Belaid: Ordu tarafsız
Söz konusu tartışmalara değinen Abdulaziz Belaid, “Genelkurmay Başkanı Ahmed Kayid Salih, herhangi bir adaydan yana taraf olmayacağına yemin etti. Her hâlükârda ordu, ülkenin bel kemiğini oluşturan ve iyi şekilde organize edilmiş tek kurumdur. Tabi ki eski demokrasiler de dahil diğer ülkelerde olduğu gibi cumhurbaşkanlığı seçimleri gibi kader konusu hakkında kendi görüşüne sahip. Ancak kesinlikle cumhurbaşkanlığı için aday göstermediğine inanıyorum. Söylenenlerin aksine Genelkurmay Başkanı, siyasi sürecin seyrine müdahale etmiyor.

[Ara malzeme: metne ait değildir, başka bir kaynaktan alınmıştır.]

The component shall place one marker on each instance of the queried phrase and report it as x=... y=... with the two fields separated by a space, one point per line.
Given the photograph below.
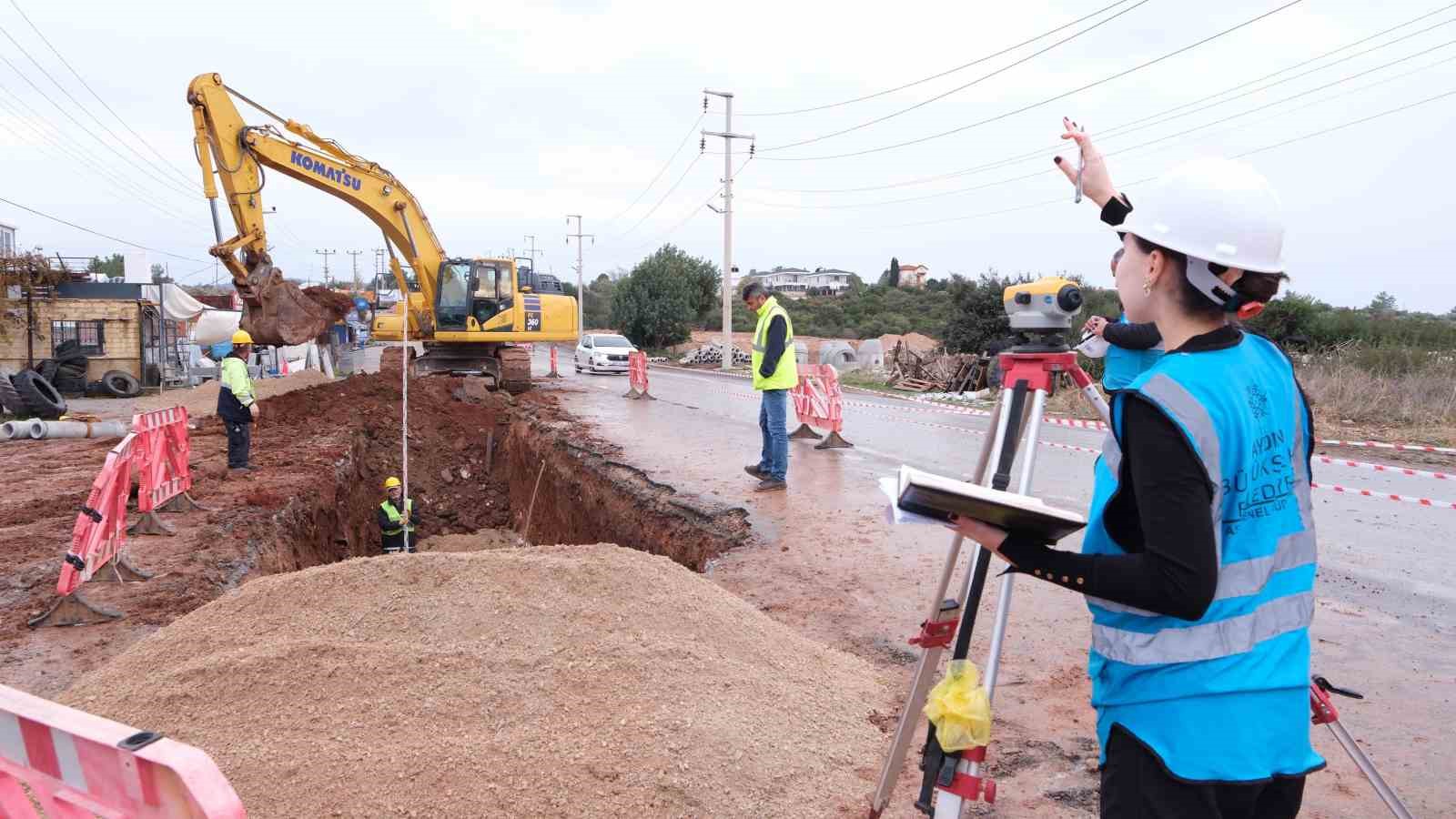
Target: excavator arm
x=239 y=155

Taleplerini gerçekleştirmek için de halk hareketine eşlik etti. Bildiğiniz gibi ordu, bağımsızlık devrimi günlerinden bu yana bir politikacının görevinde başarısız olması halinde kendisini, yönetimin merkezinde buluyor. Ordu, halkın bağlılığını, ülkenin birliğini ve kazanımları korumak için bunu yapıyor. Bizim açımızdan ordunun korunması gerekiyor ve bazılarının yaptığı gibi onu yok etmekten yana olmamalıyız” değerlendirmesinde bulundu.

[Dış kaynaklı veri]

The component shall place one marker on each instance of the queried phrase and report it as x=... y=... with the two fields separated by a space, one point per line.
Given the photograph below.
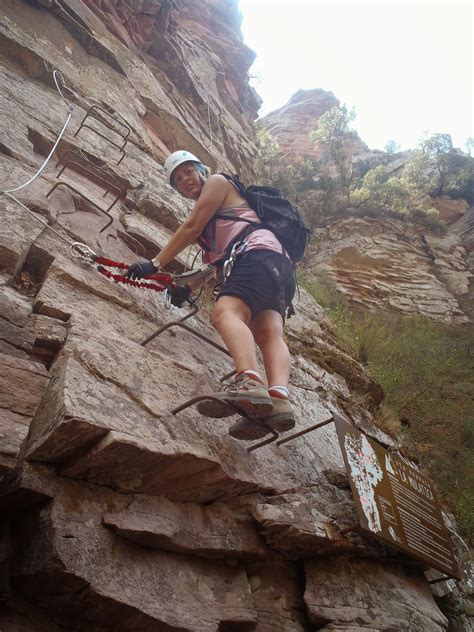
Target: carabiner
x=83 y=252
x=167 y=299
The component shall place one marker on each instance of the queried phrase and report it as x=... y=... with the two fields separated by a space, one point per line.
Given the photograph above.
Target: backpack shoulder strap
x=237 y=184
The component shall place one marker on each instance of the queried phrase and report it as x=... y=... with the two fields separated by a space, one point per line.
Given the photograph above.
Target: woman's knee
x=269 y=332
x=229 y=306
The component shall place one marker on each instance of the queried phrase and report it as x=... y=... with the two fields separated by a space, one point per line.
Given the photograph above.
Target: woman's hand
x=141 y=269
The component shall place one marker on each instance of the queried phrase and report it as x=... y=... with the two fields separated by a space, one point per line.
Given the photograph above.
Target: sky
x=405 y=66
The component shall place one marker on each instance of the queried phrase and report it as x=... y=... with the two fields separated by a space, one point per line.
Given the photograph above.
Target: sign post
x=395 y=503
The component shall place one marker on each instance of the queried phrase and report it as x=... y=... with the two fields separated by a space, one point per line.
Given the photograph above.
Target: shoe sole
x=253 y=406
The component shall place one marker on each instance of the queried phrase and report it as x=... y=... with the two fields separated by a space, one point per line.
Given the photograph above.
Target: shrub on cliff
x=426 y=370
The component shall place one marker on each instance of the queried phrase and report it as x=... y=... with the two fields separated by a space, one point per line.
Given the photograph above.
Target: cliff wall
x=117 y=514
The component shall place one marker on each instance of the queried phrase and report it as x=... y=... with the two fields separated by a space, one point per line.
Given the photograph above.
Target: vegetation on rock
x=342 y=183
x=426 y=370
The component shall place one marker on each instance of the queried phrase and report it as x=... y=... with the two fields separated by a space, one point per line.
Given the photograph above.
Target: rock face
x=385 y=263
x=116 y=514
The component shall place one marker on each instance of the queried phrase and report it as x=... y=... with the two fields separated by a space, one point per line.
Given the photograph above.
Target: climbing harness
x=161 y=281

Pratisyen doktor olmasına rağmen hiç doktorluk yapmayan Belaid, orduyu da överek, “Genelkurmay Başkanının yaptıklarını başkası yapamadı (eski Cumhurbaşkanı Abdulaziz Buteflika’ya, geçen Nisan ayında istifa etmesine yol açacak baskıya dikkati çekiyor). Aynı şekilde o, insanların paralarını manipüle edenleri de hapse tıktı. Bu, müthiş bir hareketti. Ancak Genel Kurmay Başkanına yönelik bazı eleştirileri de anlıyorum. Ama ordudan, bir politikacı gibi hareket etmesini beklememeliyiz” dedi.

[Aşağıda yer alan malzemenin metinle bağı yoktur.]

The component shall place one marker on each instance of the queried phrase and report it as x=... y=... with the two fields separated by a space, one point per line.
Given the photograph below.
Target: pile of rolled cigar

Geçen cuma günü halk hareketi eylemcileri, 17 Kasım’da başlayacak seçim kampanyalarının düzenlenmesini engellemek üzere protesto gösterisi düzenlemişti. 2014 seçimlerine de aday olan Abdulaziz Belaid, “Bu, onların (eylemcilerin) yalnızca hedeflerine ulaştıklarında demokrasiye inandıkları anlamına geliyor. Adayları, seçimleri ve kampanyaların düzenlenmesini neye binaen engelliyorlar? Halk hareketinin on binlerce kişiyi içerdiğini var sayarsak, seçmenlerin sayısı da 23 milyon. Seçmenlere seçimleri boykot etme çağrısı yapma özgürlüğüne sahipler. Ama seçmenler, aynı zamanda ters istikamete doğru yürüme özgürlüğüne de sahip. Buna karşı şiddet eylemi düzenlememeliler. Bu tavır, benim halk hareketinin bir düşmanı olduğum anlamına gelmiyor. Benim hareketim, eylemcilerin haftalık sokak protestolarından önce yolsuzluğa karşı. Seçimlere destek veriyorum, çünkü tanık olduğumuz krizin tek çözümü bu” değerlendirmesinde bulundu.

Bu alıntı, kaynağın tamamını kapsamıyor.